[rescue] octane question

Joshua D Boyd jdboyd at cs.millersville.edu
Thu Jan 17 12:26:12 CST 2002


On Thu, Jan 17, 2002 at 01:12:18PM -0500, Andrew Weiss wrote:
>On Thu, 17 Jan 2002, Joshua D Boyd wrote:

>>support.  Basically, it realizes that multi-head displays should just be
>>treated exactly as if it was one 1600x600 display, so it does things like pop
>>up windows on one screen or the other, and it limits the start bar to one
>>screen.  I believe the mac does things like this.
> 
> So what's wrong with one REALLY HUGE HEAD?  I.e. a 21" at 1600 x 1280 or
> so?
> 
> Andrew (who has never had the urge to plug in more than one CRT to a
> single a machine, and who always buys 21" CRT's)
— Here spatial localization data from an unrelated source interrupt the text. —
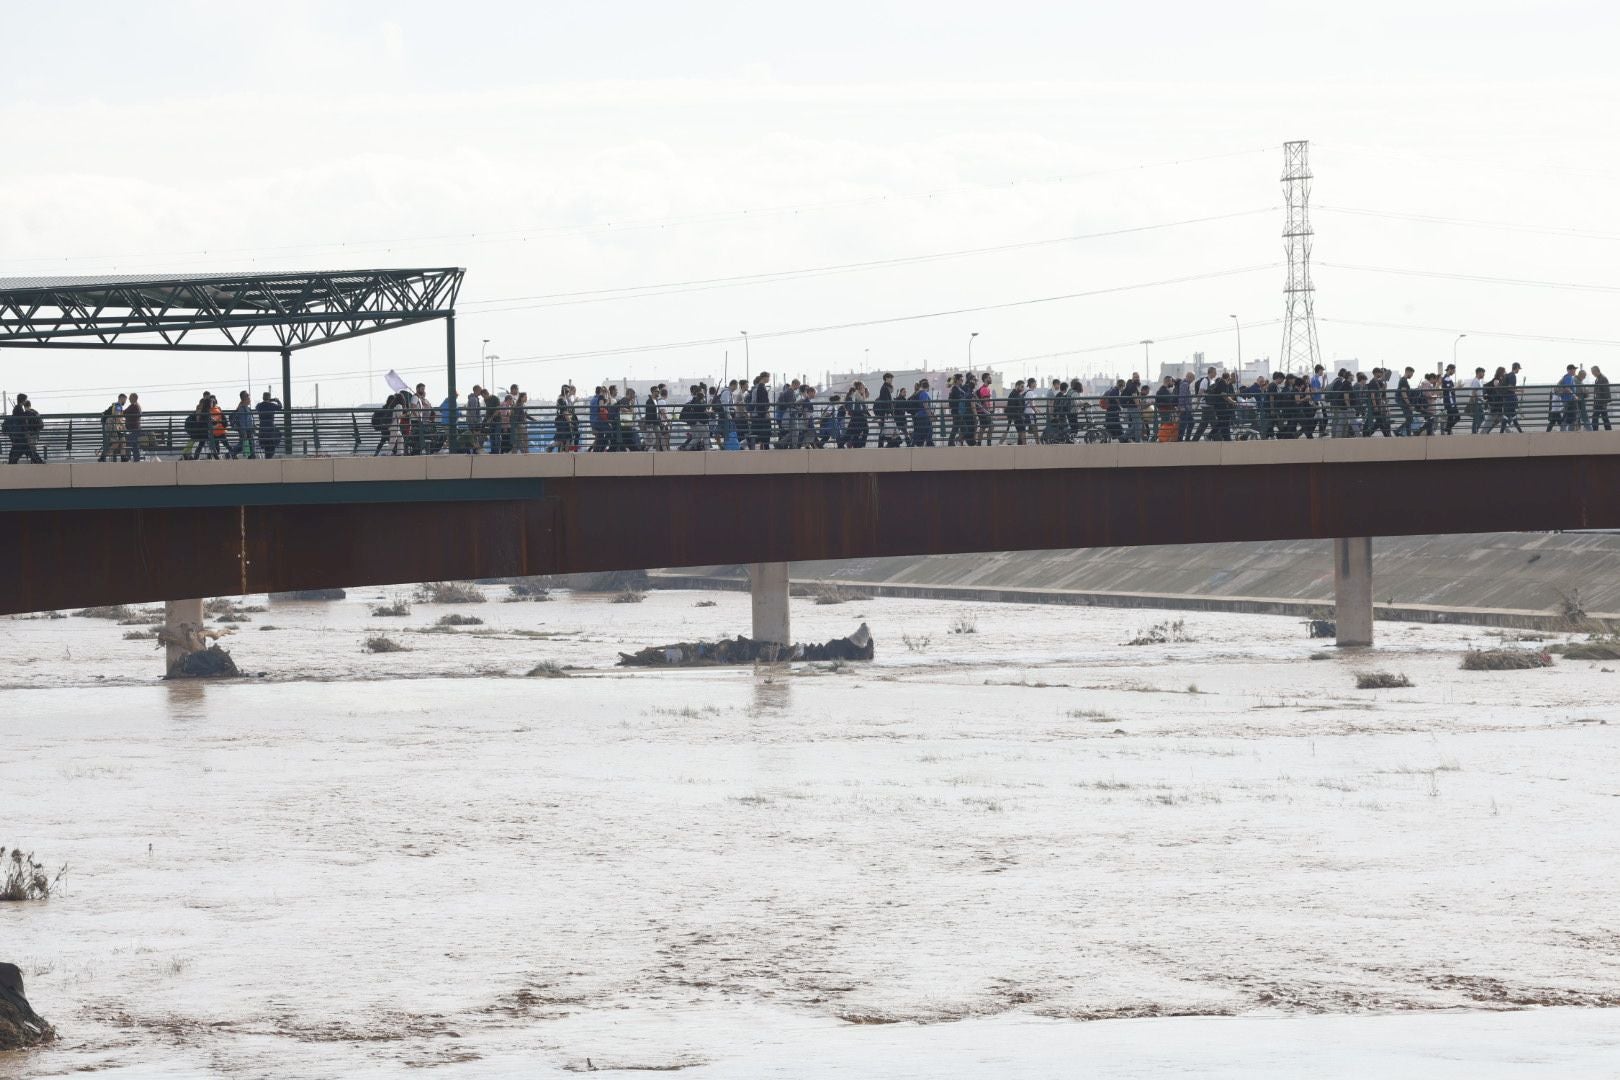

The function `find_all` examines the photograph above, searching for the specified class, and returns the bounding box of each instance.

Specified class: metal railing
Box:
[2,385,1612,462]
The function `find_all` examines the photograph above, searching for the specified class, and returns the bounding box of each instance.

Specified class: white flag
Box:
[383,369,411,395]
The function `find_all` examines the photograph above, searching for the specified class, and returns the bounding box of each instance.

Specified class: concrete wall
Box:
[662,530,1620,627]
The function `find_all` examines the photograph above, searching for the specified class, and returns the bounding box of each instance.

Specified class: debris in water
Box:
[617,624,874,667]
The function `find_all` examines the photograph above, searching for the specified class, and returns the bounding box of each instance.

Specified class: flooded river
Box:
[3,587,1619,1077]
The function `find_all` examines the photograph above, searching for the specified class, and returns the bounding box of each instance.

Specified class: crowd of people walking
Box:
[3,361,1613,463]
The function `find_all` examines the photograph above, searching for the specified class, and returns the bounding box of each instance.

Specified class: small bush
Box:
[1123,619,1195,646]
[437,613,485,627]
[1355,671,1413,689]
[117,613,164,626]
[1550,639,1620,661]
[1308,651,1333,661]
[364,636,408,653]
[901,633,932,653]
[371,598,412,617]
[1,848,65,901]
[214,613,251,623]
[812,583,872,606]
[612,589,646,604]
[258,625,281,631]
[123,628,158,640]
[203,597,243,616]
[508,580,552,598]
[75,604,134,620]
[694,599,718,608]
[526,661,570,678]
[415,581,486,604]
[1461,649,1554,671]
[949,613,979,635]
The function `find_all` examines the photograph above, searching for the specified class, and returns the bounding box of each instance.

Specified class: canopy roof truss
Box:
[0,268,464,351]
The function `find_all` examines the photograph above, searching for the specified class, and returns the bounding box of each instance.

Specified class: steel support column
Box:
[445,311,458,448]
[280,347,293,452]
[749,562,791,645]
[1333,536,1373,647]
It is never enough.  Personally, I find it a real pain to try and work on a 
large gimp file AND have all my gimp dialogs on the same screen.  Further, it
is handy to be able to have emacs on one screen and Netscape and IE on 
another.

Another handy place to have 1+ screens are for presentations.  One screen
can drive the overheads, while another gives a preview of the current slide
to the presenter, another gives a preview of the next slide to the presenter,
and a fourth is used by a techy to control the presentation.

Or, there is everyones favorite, the Onyx w/ MCO.  You need to use 2 of the 
displays for the stereo head mount, a 3rd the the audience display, and a
forth for the operator.

And lets now forget the personable digital assistant, which should have a 
monitor of it's own.  OK, this last one doesn't exist yet.  But if anyone
wants to fund me full time to work on it...  I don't cost that much, really.

The uses of multiple heads are endless.  The only problem for most people is
the desk real estate for it all.  That is one of the reasons why flat-panel
displays are such a great thing, because they take less space.